Cryptopolitan bereits berichtete , haben die beiden Anwaltskanzleien Wolf Popper und Burwick Law die Klage gegen PumpFun kürzlich auf Solana Labs, die Solana Foundation und Jito ausgeweitet. Auch Schlüsselfiguren der Solana Community, darunter die Mitbegründer Raj Gokal und Anatoly Yakovenko, wurden namentlich genannt.
In einer geänderten Klageschrift behaupteten die Firmen, Yakovenko und Gokal hätten gegen den RICO Act verstoßen. Dan Albert, Lily Liu und Austin Federa von der Solana Foundation werden ebenfalls in der Klage genannt.
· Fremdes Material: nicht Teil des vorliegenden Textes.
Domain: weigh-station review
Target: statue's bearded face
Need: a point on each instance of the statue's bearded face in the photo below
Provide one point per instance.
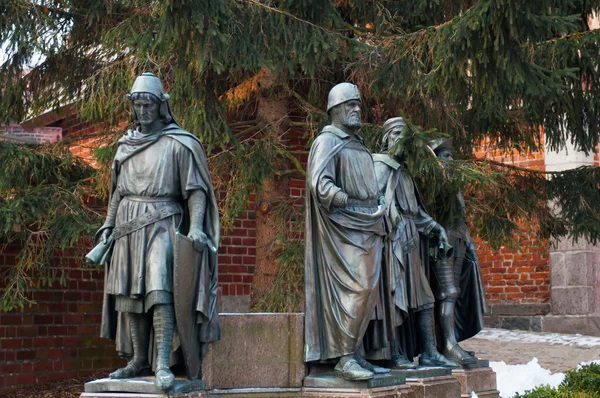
(351, 113)
(147, 109)
(394, 135)
(445, 155)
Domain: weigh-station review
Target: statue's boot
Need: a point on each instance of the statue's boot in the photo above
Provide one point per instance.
(402, 363)
(430, 355)
(348, 369)
(399, 360)
(164, 325)
(140, 334)
(360, 357)
(451, 349)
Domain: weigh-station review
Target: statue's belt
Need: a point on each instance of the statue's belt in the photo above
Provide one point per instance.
(361, 202)
(410, 244)
(150, 217)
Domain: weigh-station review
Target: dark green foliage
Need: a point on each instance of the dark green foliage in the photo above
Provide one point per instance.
(43, 204)
(495, 70)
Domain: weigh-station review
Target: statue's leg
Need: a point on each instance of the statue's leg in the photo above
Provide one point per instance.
(139, 325)
(360, 357)
(447, 294)
(399, 360)
(451, 349)
(164, 326)
(348, 368)
(429, 353)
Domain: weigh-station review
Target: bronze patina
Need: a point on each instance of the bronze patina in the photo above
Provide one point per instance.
(458, 284)
(160, 298)
(407, 289)
(344, 238)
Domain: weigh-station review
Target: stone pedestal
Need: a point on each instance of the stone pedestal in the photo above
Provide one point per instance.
(140, 385)
(481, 380)
(256, 351)
(402, 391)
(438, 387)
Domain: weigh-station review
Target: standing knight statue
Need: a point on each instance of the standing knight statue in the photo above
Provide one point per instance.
(344, 240)
(407, 289)
(158, 244)
(458, 284)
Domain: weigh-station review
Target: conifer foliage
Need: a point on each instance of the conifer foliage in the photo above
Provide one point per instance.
(494, 71)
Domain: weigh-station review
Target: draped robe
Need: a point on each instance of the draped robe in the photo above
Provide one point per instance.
(343, 246)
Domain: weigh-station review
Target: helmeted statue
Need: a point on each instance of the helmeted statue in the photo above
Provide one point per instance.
(458, 284)
(344, 239)
(407, 288)
(162, 225)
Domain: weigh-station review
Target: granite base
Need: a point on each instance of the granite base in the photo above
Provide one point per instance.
(142, 385)
(438, 387)
(480, 380)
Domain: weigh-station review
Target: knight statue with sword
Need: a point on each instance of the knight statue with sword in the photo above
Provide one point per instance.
(158, 244)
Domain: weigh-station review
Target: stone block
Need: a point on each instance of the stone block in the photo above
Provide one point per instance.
(256, 393)
(381, 392)
(256, 350)
(579, 269)
(572, 300)
(480, 381)
(141, 385)
(331, 381)
(492, 322)
(558, 272)
(438, 387)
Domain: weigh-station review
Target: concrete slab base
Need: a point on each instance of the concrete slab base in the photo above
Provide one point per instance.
(438, 387)
(481, 380)
(142, 385)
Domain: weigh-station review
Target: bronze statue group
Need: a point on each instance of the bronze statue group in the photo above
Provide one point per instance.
(371, 292)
Die RICO-Anklagen betreffen illegales Glücksspiel, Überweisungsbetrug, Diebstahl geistigen Eigentums und nicht lizenzierte Geldtransfers. Die Klage enthält außerdem Vorwürfe von Wertpapierverstößen und Verstößen gegen die Abschnitte 349 und 350 des New York General Business Law.
Der August verdeutlichte das Paradoxon von PumpFun. Einerseits ist die Plattform in Bezug auf Nutzer, Umsatz und Marktanteil sotronwie eh und je. Andererseits gibt es Händler, die fast durchweg unprofitabel sind und sich insgesamt Verluste in Millionenhöhe einhandeln.